After a short break, Pastinthepresent.net returns. In my last post I was in Israel so, now back in London, it’s appropriate that I kick things off again today by tracing Jewish heritage across the capital. I’ve had a fascinating day visiting the oldest surviving synagogue in Europe, exploring the Jewish Museum (in Camden) and also the sites of institutions harking back to the wave of mass Jewish immigration in the 1800s.
Like many of the groups of people that have settled in London over the centuries, the story of Jews arriving in our capital is a fascinating one. The first evidence for their existence comes from aftermath of 1066 when William I brought Jews over from Rouen. Christians weren’t allowed to lend money, so many Jews performed this much-needed role.
Running operations which were as controversial as payday loan companies like Wonga today, the moneylenders became very rich through charging exorbitant interest rates. Fascinating traces of Jewish inhabitants have been found in streets in the City like Old Jewry (in 2001 a 13th-century Mikvah, or Jewish ritual bath, was found and has now been reconstructed in the Jewish Museum).
But tensions grew, with Richard I banning Jews at his coronation in 1189, and, in 1250, Edward I issued an edict forcing all Jews to leave England. For over 350 years years there were officially no Jews in England. But many did in fact remain, holding respectable jobs, while telling the outside world they had converted to Catholicism.
Then in 1656 a group of Spanish and Portuguese Jews, who had fled to Amsterdam to escape Catholic persecution, came to an agreement with Oliver Cromwell allowing them to move to England. Led by the Rabbi Menasseh Ben Israel and known as Sephardims, they initially worshipped in Creechurch Lane
When they outgrew that, Nevis Marks synagogue was built, officially opening in 1701. It is the oldest surviving synagogue in Europe. Visiting today, what I found most surprising is that it was built by a Quaker, Joseph Avis, who had worked with Sir Christopher Wren and was part of the team building 51 new churches in the aftermath of the Fire of London.
These circumstances help to explain why the building has the partial appearance of one of the churches of the time, but with essential features such as the Ark for the housing Torah. The rather uncomfortable pews are made of English oak and date to the buildings opening 1701.
Sir Moses Montefiore, who made his fortune in the City and became a great philanthropist, was a member of the congregation. His name became very familiar to me during my recent visit to Israel as he was essentially the founder of modern, greater Jerusalem. He encouraged poor people living within terrible conditions within the city walls, where cholera was rife, to move out to new homes he was constructing in suburbs. And he built windmills in a bid to smash the cartels that were preventing flour from being affordable for the masses.
Montefiore was knighted by Queen Victoria for his efforts of working with the different faiths and today at Nevis Marks synagogue his seat is roped off. People allowed the privilege of sitting in the spot have included Prince Charles and the Duke of Edinburgh, plus Jewish Lord Mayors at special services following their inauguration in the City.

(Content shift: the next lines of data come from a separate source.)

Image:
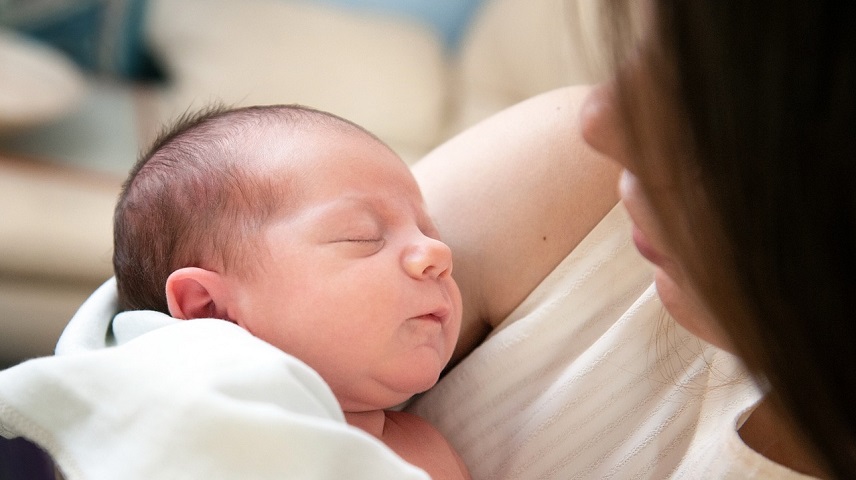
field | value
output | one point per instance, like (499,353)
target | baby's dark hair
(196,197)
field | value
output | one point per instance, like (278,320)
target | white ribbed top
(590,378)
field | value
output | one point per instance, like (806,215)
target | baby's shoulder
(418,442)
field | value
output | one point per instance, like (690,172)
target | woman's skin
(569,186)
(546,191)
(765,431)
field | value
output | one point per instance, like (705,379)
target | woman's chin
(687,311)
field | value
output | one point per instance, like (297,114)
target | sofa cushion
(386,73)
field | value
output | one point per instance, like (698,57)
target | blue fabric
(106,36)
(449,18)
(102,36)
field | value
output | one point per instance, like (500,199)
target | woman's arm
(512,196)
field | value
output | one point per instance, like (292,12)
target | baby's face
(355,281)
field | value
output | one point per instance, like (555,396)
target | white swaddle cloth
(590,378)
(587,378)
(145,396)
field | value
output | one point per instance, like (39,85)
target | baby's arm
(416,441)
(512,197)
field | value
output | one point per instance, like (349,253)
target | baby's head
(305,230)
(201,193)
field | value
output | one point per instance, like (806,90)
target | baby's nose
(429,258)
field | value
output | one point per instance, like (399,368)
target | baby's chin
(383,394)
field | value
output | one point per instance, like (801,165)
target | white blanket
(588,378)
(158,398)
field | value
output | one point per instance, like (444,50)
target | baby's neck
(371,421)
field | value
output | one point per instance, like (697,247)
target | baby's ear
(193,292)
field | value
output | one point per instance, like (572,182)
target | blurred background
(86,84)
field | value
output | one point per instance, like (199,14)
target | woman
(733,123)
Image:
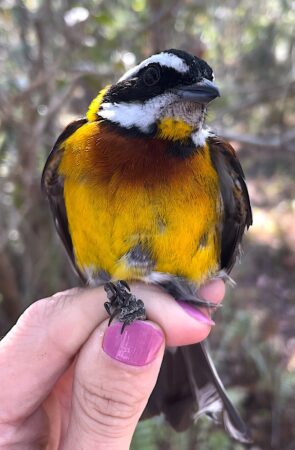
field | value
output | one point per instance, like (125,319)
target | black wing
(52,185)
(237,214)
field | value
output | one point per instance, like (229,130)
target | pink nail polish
(138,345)
(196,313)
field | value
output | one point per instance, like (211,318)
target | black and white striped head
(165,94)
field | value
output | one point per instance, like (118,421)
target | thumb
(114,376)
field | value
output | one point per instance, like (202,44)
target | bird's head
(165,96)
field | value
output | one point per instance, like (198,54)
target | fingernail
(196,313)
(138,345)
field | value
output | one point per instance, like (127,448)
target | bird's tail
(188,387)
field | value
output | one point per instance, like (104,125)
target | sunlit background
(54,57)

Today, the Sephardims have five synagogues in England, following the waves of people who have moved into the suburbs thanks to better transport. But they weren’t the only Jews arriving in London in the 17th century. The Sephardims were soon followed, and outnumbered, by the Ashkenazi who originated from Germany and Poland.
Fast-forward to the 1880s and Jewish immigration to London drastically picked up pace as some two million people fled pogroms in Russia and Poland of which up to 120,000 settled in Britain (the majority in London’s Spitalfields and Whitechapel, not far from where they disembarked at the docks).

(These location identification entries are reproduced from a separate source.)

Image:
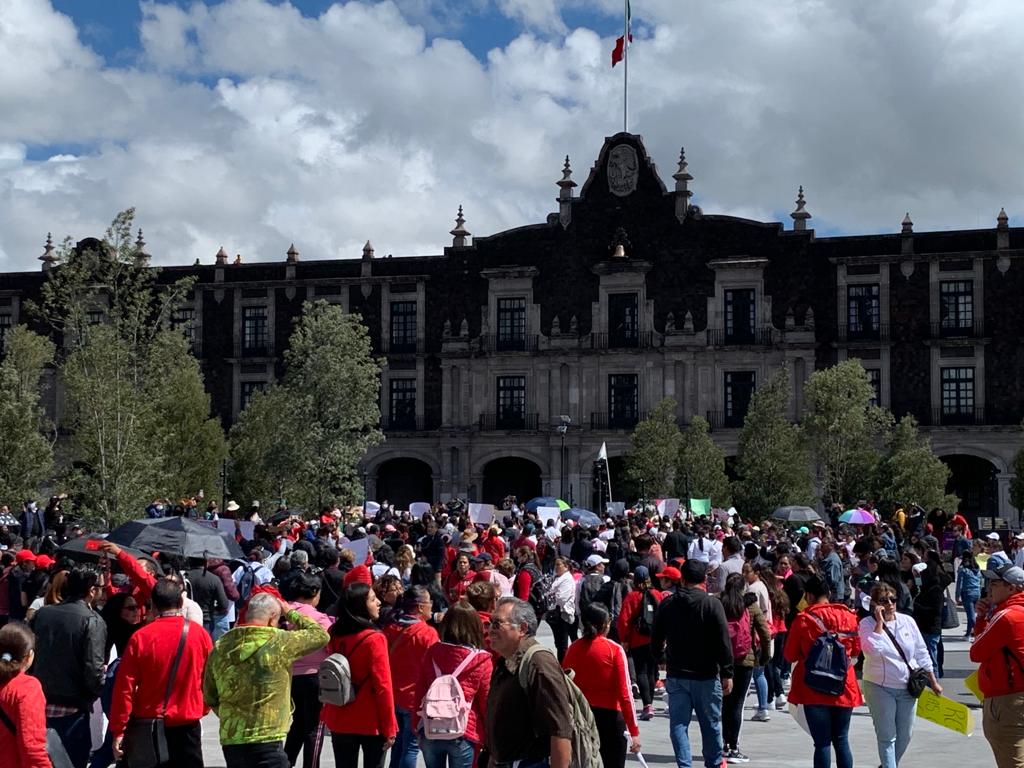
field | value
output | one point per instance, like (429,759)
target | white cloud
(248,125)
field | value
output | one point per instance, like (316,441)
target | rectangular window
(738,390)
(862,311)
(511,402)
(512,324)
(624,400)
(402,327)
(402,403)
(255,339)
(955,306)
(739,316)
(624,320)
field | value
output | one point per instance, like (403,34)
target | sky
(254,124)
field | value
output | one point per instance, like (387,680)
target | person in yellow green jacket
(248,680)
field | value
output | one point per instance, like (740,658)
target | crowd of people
(427,645)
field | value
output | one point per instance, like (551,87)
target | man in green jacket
(248,680)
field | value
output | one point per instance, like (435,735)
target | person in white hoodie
(892,645)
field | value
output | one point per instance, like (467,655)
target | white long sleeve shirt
(883,665)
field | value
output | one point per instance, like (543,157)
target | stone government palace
(511,358)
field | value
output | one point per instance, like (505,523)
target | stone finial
(800,216)
(460,235)
(48,258)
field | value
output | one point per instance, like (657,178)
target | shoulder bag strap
(174,666)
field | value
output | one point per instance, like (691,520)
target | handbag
(145,738)
(919,679)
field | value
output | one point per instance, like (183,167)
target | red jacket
(803,633)
(22,699)
(998,648)
(601,673)
(408,644)
(475,681)
(628,635)
(141,679)
(372,713)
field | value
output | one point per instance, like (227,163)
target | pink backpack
(444,710)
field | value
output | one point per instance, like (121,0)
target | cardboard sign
(482,514)
(945,712)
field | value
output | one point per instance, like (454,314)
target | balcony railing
(605,420)
(758,337)
(511,422)
(622,341)
(951,330)
(878,333)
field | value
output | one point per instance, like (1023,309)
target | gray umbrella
(796,514)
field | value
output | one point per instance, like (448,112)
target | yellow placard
(945,712)
(971,681)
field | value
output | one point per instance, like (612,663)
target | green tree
(772,462)
(330,394)
(844,430)
(654,451)
(910,472)
(27,448)
(700,472)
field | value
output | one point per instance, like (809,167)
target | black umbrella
(177,536)
(796,514)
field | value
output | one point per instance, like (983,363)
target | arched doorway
(510,475)
(404,480)
(973,479)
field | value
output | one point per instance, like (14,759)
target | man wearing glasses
(998,649)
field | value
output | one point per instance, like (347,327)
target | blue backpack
(826,663)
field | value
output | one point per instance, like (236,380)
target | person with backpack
(636,623)
(452,691)
(751,642)
(599,669)
(823,645)
(368,722)
(409,639)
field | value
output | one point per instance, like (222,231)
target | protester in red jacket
(409,639)
(23,742)
(368,723)
(827,717)
(462,639)
(601,673)
(141,682)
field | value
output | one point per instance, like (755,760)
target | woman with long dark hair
(368,723)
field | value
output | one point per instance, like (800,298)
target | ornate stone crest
(624,169)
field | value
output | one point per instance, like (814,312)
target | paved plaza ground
(780,741)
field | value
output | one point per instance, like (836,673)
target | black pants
(732,706)
(266,755)
(346,751)
(646,672)
(305,718)
(610,727)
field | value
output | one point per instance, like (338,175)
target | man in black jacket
(71,660)
(691,631)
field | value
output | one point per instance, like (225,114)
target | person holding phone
(892,644)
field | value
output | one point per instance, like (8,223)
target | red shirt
(803,633)
(372,712)
(408,644)
(140,683)
(601,673)
(22,699)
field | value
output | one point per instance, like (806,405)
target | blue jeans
(705,697)
(406,748)
(75,735)
(829,726)
(892,712)
(458,753)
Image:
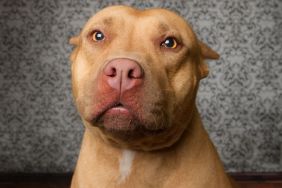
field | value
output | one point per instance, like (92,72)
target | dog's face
(135,75)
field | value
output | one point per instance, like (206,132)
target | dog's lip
(114,106)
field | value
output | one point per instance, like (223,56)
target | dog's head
(135,74)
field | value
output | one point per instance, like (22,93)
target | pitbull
(135,75)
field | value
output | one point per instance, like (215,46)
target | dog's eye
(98,36)
(170,42)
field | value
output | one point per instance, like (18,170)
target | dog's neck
(107,163)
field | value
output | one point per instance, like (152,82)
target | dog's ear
(74,40)
(206,53)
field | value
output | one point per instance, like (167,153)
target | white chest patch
(125,164)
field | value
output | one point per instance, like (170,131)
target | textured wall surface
(240,101)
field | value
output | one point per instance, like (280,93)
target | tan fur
(180,156)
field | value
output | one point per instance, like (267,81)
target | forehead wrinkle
(162,27)
(107,21)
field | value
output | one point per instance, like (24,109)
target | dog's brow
(107,21)
(163,27)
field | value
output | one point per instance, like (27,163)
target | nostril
(135,73)
(131,74)
(111,71)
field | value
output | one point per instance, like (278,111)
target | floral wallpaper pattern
(240,102)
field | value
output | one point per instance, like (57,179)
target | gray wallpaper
(240,101)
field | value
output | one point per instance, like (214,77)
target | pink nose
(123,74)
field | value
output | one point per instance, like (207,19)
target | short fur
(162,143)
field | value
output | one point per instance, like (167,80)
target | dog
(135,75)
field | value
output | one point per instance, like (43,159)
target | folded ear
(207,53)
(74,40)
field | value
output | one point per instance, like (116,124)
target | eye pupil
(98,36)
(170,43)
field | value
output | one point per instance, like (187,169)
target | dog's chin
(119,122)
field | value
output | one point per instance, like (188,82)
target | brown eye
(169,42)
(98,36)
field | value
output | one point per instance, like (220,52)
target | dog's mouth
(116,117)
(120,119)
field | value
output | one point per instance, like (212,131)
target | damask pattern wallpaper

As I’ve written before, the East End was transformed by Jewish immigration in a similar way as it had before by Huguenot refugees. Shops selling kosher food and other goods were opened while posters and newspapers were printed in Yiddish.
Most Jews arriving in the East End worked long hours and poor pay in tailoring, but others laboured in trades manufacturing goods ranging from furniture to boots.

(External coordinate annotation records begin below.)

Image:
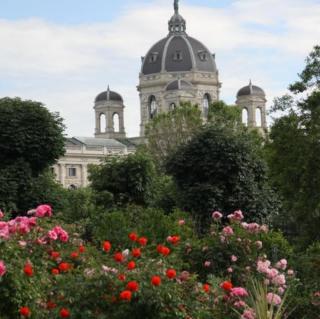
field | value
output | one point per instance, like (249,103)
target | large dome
(178,52)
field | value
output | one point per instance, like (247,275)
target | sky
(65,52)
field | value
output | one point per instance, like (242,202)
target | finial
(108,93)
(176,6)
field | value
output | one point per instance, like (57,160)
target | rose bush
(48,271)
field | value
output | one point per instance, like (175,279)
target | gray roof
(93,141)
(178,52)
(194,55)
(109,96)
(251,90)
(179,85)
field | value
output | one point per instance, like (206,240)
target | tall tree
(293,153)
(31,140)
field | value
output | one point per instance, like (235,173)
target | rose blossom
(248,314)
(273,299)
(216,215)
(3,268)
(43,210)
(227,231)
(234,258)
(239,292)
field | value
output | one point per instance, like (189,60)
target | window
(203,55)
(152,107)
(258,117)
(103,123)
(177,56)
(153,57)
(245,117)
(206,101)
(72,172)
(172,106)
(116,122)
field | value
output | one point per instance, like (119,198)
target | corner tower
(177,68)
(109,118)
(252,101)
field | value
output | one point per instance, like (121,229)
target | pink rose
(234,258)
(239,292)
(273,299)
(43,210)
(248,314)
(227,231)
(216,215)
(3,268)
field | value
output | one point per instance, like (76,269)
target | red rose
(28,270)
(133,236)
(156,281)
(226,285)
(64,267)
(106,246)
(206,287)
(64,313)
(171,273)
(126,295)
(131,265)
(51,305)
(82,249)
(118,257)
(55,254)
(55,271)
(136,252)
(122,277)
(25,312)
(143,241)
(74,255)
(133,286)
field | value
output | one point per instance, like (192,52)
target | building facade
(177,68)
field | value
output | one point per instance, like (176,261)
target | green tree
(122,180)
(221,169)
(167,131)
(31,140)
(293,154)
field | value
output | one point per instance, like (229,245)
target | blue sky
(65,52)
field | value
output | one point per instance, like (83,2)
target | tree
(31,140)
(169,130)
(293,154)
(123,180)
(221,169)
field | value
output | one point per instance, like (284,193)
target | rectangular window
(72,172)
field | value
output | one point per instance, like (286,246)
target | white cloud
(66,66)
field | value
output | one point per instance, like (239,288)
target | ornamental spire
(176,6)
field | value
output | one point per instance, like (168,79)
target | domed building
(252,101)
(177,68)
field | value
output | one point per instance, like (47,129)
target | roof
(251,90)
(179,85)
(109,96)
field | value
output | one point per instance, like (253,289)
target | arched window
(152,107)
(205,103)
(258,117)
(172,106)
(116,123)
(103,123)
(245,116)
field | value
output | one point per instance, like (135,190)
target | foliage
(31,139)
(123,180)
(219,169)
(49,270)
(169,130)
(293,153)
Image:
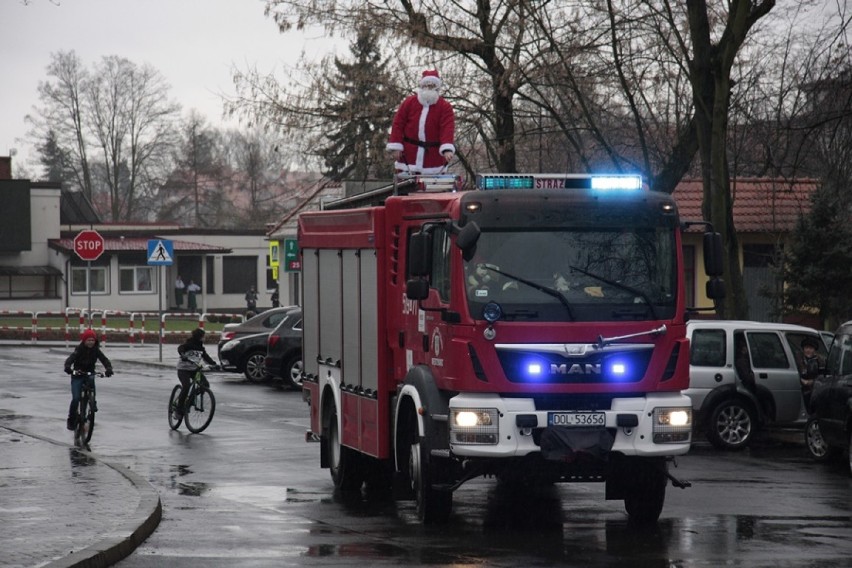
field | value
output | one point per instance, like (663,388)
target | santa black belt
(421,143)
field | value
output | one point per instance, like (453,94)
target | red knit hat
(431,76)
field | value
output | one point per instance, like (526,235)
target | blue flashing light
(619,183)
(504,182)
(559,181)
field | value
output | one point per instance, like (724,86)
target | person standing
(809,368)
(80,364)
(191,291)
(423,129)
(251,301)
(180,288)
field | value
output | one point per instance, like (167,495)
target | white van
(728,412)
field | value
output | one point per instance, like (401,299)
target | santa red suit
(423,129)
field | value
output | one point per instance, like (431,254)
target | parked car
(829,430)
(729,413)
(263,322)
(245,355)
(284,350)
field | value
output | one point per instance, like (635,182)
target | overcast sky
(193,43)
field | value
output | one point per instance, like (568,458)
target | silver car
(729,412)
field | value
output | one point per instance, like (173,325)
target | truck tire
(817,448)
(345,462)
(292,371)
(433,506)
(732,425)
(645,498)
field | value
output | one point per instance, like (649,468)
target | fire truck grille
(612,367)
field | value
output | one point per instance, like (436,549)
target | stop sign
(89,244)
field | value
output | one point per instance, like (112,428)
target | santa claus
(423,129)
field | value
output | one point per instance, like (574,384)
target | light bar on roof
(559,181)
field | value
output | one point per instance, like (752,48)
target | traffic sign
(89,244)
(291,256)
(161,252)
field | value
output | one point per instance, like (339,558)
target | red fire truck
(531,329)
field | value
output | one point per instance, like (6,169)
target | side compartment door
(710,363)
(775,371)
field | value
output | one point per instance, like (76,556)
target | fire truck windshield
(588,275)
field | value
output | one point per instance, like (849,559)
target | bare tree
(132,122)
(112,126)
(61,120)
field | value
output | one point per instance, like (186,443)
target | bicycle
(85,412)
(199,406)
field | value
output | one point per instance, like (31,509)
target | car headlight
(672,425)
(474,426)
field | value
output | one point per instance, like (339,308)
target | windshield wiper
(549,291)
(615,284)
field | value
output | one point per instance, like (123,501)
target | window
(708,348)
(846,355)
(767,352)
(238,274)
(441,263)
(96,282)
(689,273)
(136,279)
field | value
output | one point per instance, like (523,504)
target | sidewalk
(61,507)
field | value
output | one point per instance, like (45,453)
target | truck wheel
(732,425)
(345,466)
(433,506)
(647,494)
(292,371)
(817,448)
(849,452)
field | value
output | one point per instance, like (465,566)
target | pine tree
(360,111)
(818,269)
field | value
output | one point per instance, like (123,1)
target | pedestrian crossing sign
(161,252)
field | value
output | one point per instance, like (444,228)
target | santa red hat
(431,76)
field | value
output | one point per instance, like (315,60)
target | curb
(124,538)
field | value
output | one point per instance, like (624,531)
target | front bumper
(633,426)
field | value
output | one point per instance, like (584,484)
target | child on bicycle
(80,365)
(191,352)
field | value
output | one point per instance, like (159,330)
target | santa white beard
(427,97)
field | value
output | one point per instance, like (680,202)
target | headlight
(672,425)
(474,426)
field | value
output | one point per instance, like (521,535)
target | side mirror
(416,289)
(420,254)
(713,265)
(468,236)
(715,288)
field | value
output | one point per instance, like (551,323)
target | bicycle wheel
(200,406)
(174,421)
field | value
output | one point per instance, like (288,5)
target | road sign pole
(89,290)
(160,313)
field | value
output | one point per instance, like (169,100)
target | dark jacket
(83,359)
(190,351)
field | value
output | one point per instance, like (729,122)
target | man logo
(575,369)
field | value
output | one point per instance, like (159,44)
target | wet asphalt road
(249,492)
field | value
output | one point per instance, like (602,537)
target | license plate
(576,419)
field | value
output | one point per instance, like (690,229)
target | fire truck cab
(532,329)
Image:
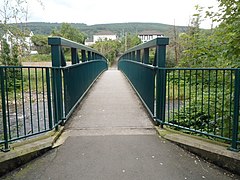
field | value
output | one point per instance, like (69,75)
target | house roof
(150,33)
(105,33)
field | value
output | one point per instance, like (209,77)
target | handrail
(58,59)
(55,40)
(134,55)
(185,98)
(153,43)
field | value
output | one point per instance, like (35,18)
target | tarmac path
(111,137)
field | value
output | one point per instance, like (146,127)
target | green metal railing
(34,100)
(198,100)
(71,82)
(26,106)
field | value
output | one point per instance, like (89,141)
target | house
(146,36)
(25,41)
(104,35)
(101,36)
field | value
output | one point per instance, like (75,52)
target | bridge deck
(110,136)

With so many people living in such cramped spaces, living conditions declined over the course of the 1800s. But what’s fascinating today is to discover the response to poverty, like the formation of ‘the Soup Kitchen of the Jewish Poor’ (now luxury apartments).
Walking from the City to the East End, stopping at a few synagogues along the way, is a wonderful way of tracing the story of the Jews in London. But that process of understanding is enhanced through a visit to the Jewish Museum in Camden. Over four floors the complete story of Jews in Britain is brought to life with art, artefacts and displays from the last one thousand turbulent, but colourful years.
My journey today on foot ended near Liverpool Street station, but as the museum pointed out, that wasn’t and isn’t the end of the story. By the end of World War Two as homes in the blitzed East End lay in ruins, many Jews were on the move again.
The advent of better transport allowed them to move away from the dirty slums to the new suburbs. Many headed up the Northern Line to the likes of Golders Green and Hendon in north west London or Hackney and Tottenham in north east London.
But for me, that adventure into the suburbs will have to wait for another day.